A dual-reservoir completion using Intelligent Well system together with an electrical submersible pump (ESP) in a high-rate well was recently deployed in one of the large carbonate fields in Saudi Arabia. The well was equipped with ESP to provide artificial lift to pump the oil to a centralized processing facility that is far a way from the well through a 2-zone "Smart" well completion, which remotely controls fluid inflow from each of the two laterals. This completion enables commingled production from two reservoirs while balancing flow contribution from each reservoir and avoiding cross-flow from one reservoir into the other.
Commingled production from stacked reservoirs in the same field, or a single reservoir with multiple pay intervals, has many benefits during the development of a field - higher production rates per well, cost savings from reduction in the total number of development wells, flexibility in locating surface facilities as a result of minimal footprint, etc., Wide variation in reservoir properties, coupled with existence of natural fractures within an active waterflood environment in this case, prompted adoption of Intelligent Well technology to control fluid withdrawal and enhance waterflood front conformance. Additionally, there was a need to use proven conventional ESP system to lift the expected high production rates from the two prolific reservoirs.
The new completion uses a re-designed downhole hydraulic disconnect tool with an integral anchor assembly, instead of other systems that have been used in the industry in the past, to connect the upper completion incorporating the ESP system with the lower completion that incorporates the Intelligent Well completion. Thus, ESP workover can be performed without the need to retrieve the Intelligent Well completion. This integrated system has enabled the two producing reservoirs to be commingled successfully and has provided the flexibility to control inflow from each reservoir in the future as the flow regimes change.
This paper describes the equipment selection process, completion equipment, planning and deployment procedures of the Intelligent Well completion. Economic drivers for this robust completion as well as the reservoir management implications of successful deployment in this test case well and future expansion across the entire field are also discussed.
Introduction
The dual-lateral dual-reservoir well was drilled recently and completed in one of the largest multi-pay fields in Saudi Arabia.
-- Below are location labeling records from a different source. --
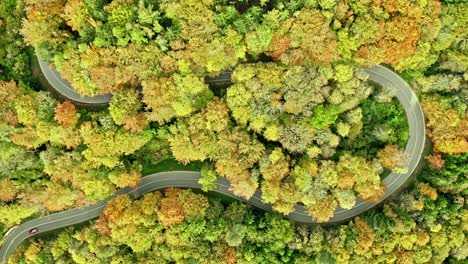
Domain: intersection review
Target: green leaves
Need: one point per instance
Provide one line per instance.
(324, 116)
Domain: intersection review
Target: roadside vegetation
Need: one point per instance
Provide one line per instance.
(300, 122)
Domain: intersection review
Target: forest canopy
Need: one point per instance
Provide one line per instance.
(298, 121)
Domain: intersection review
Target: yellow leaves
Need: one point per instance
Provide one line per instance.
(323, 209)
(126, 178)
(447, 128)
(365, 238)
(393, 158)
(33, 250)
(66, 115)
(26, 110)
(7, 190)
(76, 14)
(426, 190)
(171, 211)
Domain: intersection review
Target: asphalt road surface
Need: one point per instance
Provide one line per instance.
(394, 181)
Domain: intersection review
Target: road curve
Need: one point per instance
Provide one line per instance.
(65, 89)
(378, 74)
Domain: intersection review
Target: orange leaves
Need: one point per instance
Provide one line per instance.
(128, 178)
(179, 205)
(436, 162)
(392, 157)
(7, 190)
(305, 39)
(66, 115)
(447, 128)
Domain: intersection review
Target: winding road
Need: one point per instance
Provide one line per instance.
(394, 181)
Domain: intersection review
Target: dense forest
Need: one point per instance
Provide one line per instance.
(299, 121)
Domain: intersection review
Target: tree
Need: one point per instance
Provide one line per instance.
(106, 146)
(178, 96)
(66, 115)
(7, 190)
(450, 141)
(309, 37)
(125, 110)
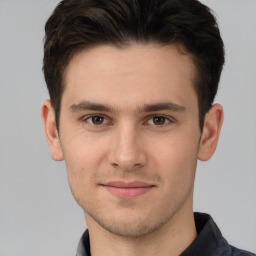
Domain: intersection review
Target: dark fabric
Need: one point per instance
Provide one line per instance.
(209, 241)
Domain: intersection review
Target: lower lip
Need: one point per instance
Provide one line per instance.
(132, 192)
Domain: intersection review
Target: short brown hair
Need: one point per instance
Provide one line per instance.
(78, 24)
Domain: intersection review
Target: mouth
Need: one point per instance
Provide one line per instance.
(128, 190)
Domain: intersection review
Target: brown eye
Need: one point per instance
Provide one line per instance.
(159, 120)
(97, 120)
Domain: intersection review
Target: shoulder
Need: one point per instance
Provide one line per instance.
(239, 252)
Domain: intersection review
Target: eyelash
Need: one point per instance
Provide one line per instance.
(167, 119)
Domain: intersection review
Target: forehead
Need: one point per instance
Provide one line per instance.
(146, 72)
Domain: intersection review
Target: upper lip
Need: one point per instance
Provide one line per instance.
(133, 184)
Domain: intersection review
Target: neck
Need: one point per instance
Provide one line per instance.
(170, 240)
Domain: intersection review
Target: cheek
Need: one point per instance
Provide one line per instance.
(176, 159)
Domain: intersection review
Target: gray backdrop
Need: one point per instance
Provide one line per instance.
(38, 215)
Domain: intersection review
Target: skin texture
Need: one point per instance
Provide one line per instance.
(131, 115)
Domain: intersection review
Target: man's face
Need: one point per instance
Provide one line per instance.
(129, 133)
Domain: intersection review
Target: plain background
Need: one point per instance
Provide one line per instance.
(38, 215)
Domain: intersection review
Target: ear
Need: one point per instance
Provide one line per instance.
(50, 130)
(211, 132)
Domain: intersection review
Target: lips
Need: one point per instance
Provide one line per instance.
(128, 190)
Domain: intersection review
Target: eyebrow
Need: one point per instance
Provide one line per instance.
(86, 105)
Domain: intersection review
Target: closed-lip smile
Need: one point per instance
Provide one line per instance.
(128, 190)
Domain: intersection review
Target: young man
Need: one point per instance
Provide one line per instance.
(132, 85)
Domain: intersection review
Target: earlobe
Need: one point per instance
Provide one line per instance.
(50, 130)
(211, 131)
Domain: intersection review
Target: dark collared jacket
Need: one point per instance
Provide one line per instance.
(209, 241)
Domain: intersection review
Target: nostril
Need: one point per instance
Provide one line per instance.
(115, 165)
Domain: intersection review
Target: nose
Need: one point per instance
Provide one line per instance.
(128, 151)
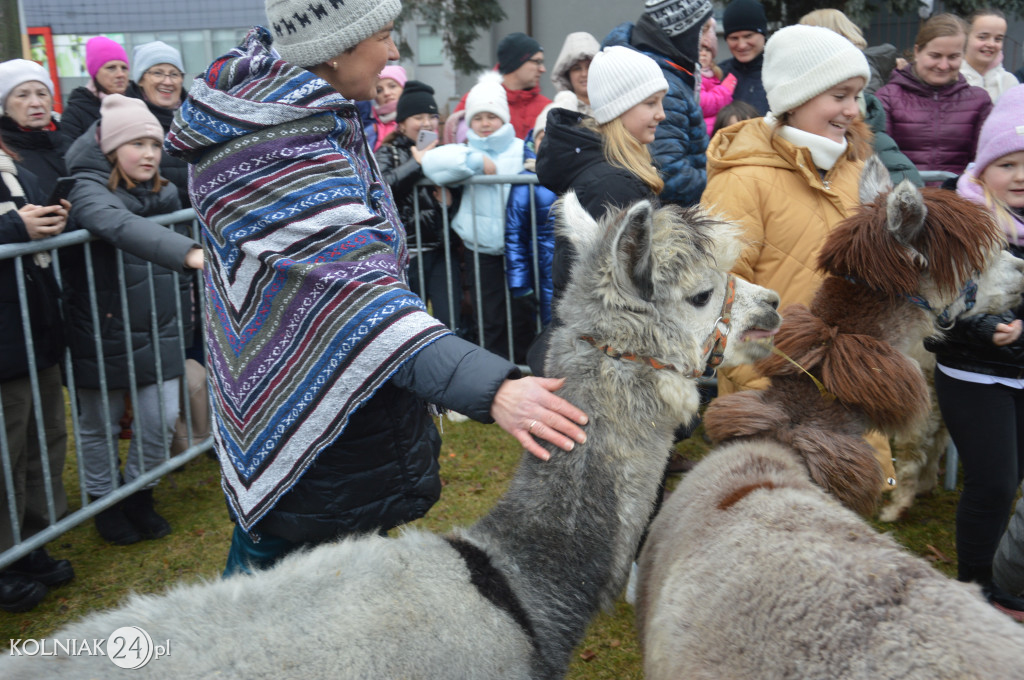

The field has several stacked oil-bearing reservoirs, which call for commingling production from some of these reservoirs to optimize field development. Additionally, pressure maintenance strategy requires the use of water injection to supplement reservoir energy for commercial exploitation.
Fractures have been identified in many of these reservoirs from extensive resistivity and acoustic image logs ran across the field, as well as from the dynamic data gathered during past production periods. Small and large scale fractures present in these reservoirs are suspected to be conduits for the communication between the two reservoirs shown in Figure 1, which are separated by a thick section of fractured non-reservoir rock. Detailed review of historic pressure data shows synchronized pressure histories for these two reservoirs during past reservoir depletion, which was more concentrated at the crest and western parts of the field. This pressure performance suggests that the two reservoirs are connected hydrodynamically. Logs from both reservoirs also show concentration of fracture clusters at the crestal area and western parts of these reservoirs.